Observational, Multimodal, and Multiscale (OMMS) data sources are ubiquitous in scientific fields related to climate change, such as hydrology. These data are difficult to obtain, hard to align, and require bespoke engineering to use in machine learning pipelines. The initial focus of the BAIR Climate Initiative (BCI) is on developing methods, benchmarks, and software frameworks for integrating OMMS data sources with machine learning libraries, thus reducing programming overhead for scientists while improving the AI methods that can be used for these problems.
You can see a growing list of our projects, both current and future, in this document.
The BCI is working with a coral reef restoration non-profit to create machine learning models that can create proxy estimates of coral reef health through the creation of better depth estimation, object detection and tracking, and regression models that work underwater. These models are deployed in real-time inference, low power settings.
To drive research and development for Observational, Multimodal, Multiscale, Spatiotemporal (OMMS) data sources, the BCI is launching a benchmark paired with an international prize competition focused on the 'Fate of Snow' in partnership with Lawrence Berkeley National Laboratory and industrial partners. The Fate of Snow project will aim to model and predict the partitioning of snow over basin-scales in high-altitude complex terrain. By combining a range of remote sensing, in-situ, and simulated data sources, we aim to create a multifaceted benchmark of estimates of observational constraints on the major fluxes of water including evapotranspiration, snow sublimation, infiltration and runoff.
The BCI is working with NASA Earth Science Applied Sciences to design and administer a prize competition that will challenge participants to identifies cyanobacteria blooms in small water bodies (lakes, shorelines) -- a crucial identification task needed by water resource managers to rapidly detect and mitigate harmful algae blooms. This project relies on Observational, Multimodal, and Multiscale (OMMS) data sources to identify harmful algal blooms.

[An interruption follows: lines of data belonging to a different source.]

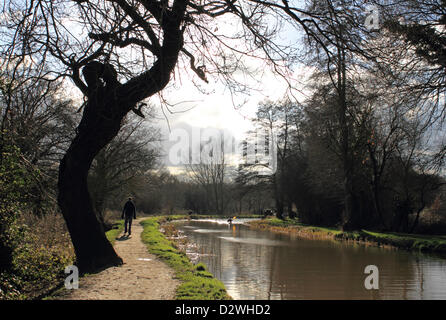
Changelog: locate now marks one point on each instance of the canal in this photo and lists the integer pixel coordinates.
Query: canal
(263, 265)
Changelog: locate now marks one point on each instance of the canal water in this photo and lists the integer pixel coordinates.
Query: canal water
(263, 265)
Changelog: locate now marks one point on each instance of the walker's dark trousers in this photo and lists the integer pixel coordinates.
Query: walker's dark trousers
(128, 220)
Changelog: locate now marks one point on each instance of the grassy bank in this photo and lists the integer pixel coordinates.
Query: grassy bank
(424, 243)
(197, 282)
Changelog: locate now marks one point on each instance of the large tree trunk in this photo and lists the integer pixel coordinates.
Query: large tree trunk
(93, 250)
(108, 103)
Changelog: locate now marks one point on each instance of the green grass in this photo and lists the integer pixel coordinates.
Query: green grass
(197, 282)
(425, 243)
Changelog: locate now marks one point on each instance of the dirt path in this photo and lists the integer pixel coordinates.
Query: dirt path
(142, 276)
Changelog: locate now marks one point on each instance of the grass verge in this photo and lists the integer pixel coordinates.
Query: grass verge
(423, 243)
(197, 282)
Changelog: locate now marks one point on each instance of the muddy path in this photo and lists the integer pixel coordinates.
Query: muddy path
(142, 276)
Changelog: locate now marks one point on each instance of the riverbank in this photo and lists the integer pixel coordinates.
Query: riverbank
(142, 276)
(196, 282)
(423, 243)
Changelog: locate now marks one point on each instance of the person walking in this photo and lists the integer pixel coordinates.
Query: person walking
(129, 213)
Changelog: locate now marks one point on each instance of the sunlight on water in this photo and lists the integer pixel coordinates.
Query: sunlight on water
(257, 264)
(265, 242)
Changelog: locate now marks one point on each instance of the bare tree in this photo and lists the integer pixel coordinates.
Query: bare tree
(210, 173)
(127, 52)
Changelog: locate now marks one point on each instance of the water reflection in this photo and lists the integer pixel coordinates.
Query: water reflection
(264, 265)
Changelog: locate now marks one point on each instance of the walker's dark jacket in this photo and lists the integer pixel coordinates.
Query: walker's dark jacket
(129, 210)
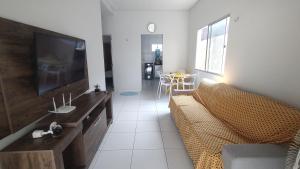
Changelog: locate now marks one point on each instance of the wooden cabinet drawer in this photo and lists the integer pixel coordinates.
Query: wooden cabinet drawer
(94, 135)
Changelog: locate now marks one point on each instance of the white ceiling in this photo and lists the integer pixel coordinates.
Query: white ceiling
(139, 5)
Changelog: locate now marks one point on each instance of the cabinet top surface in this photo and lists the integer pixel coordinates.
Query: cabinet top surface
(84, 105)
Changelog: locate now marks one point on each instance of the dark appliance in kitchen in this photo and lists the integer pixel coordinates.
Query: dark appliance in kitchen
(148, 71)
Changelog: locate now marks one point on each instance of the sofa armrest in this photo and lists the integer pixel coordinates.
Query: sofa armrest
(254, 156)
(176, 92)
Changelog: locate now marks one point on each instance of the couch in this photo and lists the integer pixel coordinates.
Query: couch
(215, 115)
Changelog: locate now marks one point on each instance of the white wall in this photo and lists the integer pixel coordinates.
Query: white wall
(126, 28)
(263, 50)
(77, 18)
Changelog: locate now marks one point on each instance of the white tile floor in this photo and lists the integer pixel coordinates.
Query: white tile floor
(143, 135)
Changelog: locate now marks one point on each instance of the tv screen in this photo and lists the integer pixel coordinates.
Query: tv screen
(59, 60)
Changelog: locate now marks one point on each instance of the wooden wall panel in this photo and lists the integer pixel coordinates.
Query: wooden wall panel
(18, 81)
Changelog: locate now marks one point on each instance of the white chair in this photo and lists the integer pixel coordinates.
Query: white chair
(188, 81)
(164, 81)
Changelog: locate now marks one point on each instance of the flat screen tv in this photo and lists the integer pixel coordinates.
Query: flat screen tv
(60, 60)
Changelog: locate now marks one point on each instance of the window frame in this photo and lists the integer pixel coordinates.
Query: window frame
(208, 45)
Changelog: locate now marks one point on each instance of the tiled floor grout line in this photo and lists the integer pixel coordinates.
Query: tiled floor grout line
(162, 136)
(131, 159)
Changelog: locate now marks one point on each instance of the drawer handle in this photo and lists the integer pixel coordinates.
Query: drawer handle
(97, 122)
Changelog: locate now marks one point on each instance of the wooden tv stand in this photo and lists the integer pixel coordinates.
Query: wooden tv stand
(84, 129)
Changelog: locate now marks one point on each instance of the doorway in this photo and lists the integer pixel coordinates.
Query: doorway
(108, 63)
(152, 56)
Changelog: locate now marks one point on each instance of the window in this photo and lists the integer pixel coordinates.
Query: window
(211, 47)
(156, 46)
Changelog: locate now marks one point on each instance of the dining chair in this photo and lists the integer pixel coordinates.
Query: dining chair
(189, 81)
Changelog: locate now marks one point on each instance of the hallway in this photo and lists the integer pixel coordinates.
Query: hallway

Poaching of Gorillas, Chimpanzees, and Elephants is a major problem for the National Park Service in Nigeria. Currently, there is no good way to keep track of the count of individual species in these parks. Given still images from the camera traps in these parks, our objective is to find out if computer vision techniques can be used to automatically obtain a count of the different species. It would be time-consuming to have human annotators/biologists manually go through all the data and label it. We would like to use unsupervised and self-supervised methods, like those used in human face recognition, to automate this task.
NumS optimizes large-scale numerical array operations for the NumPy API, enabling scalable execution speeds competitive with state-of-the-art C++ libraries, such as SLATE and ScaLAPACK, and achieves up to 6x speedup over Dask and Spark on statistical modeling, linear algebra, and tensor algebra operations. NumS integrates with ZARR, a cloud-agnostic partitioned array format, providing fast I/O for CMIP6 from any cloud computing provider.
The NumS team has formed a collaboration with the National Observatory of Athens research group to scale their deep learning methods for daily wildfire danger forecasting, which is currently only available for Greece. Our collaboration aims to scale their wildfire prediction methods to the entire planet.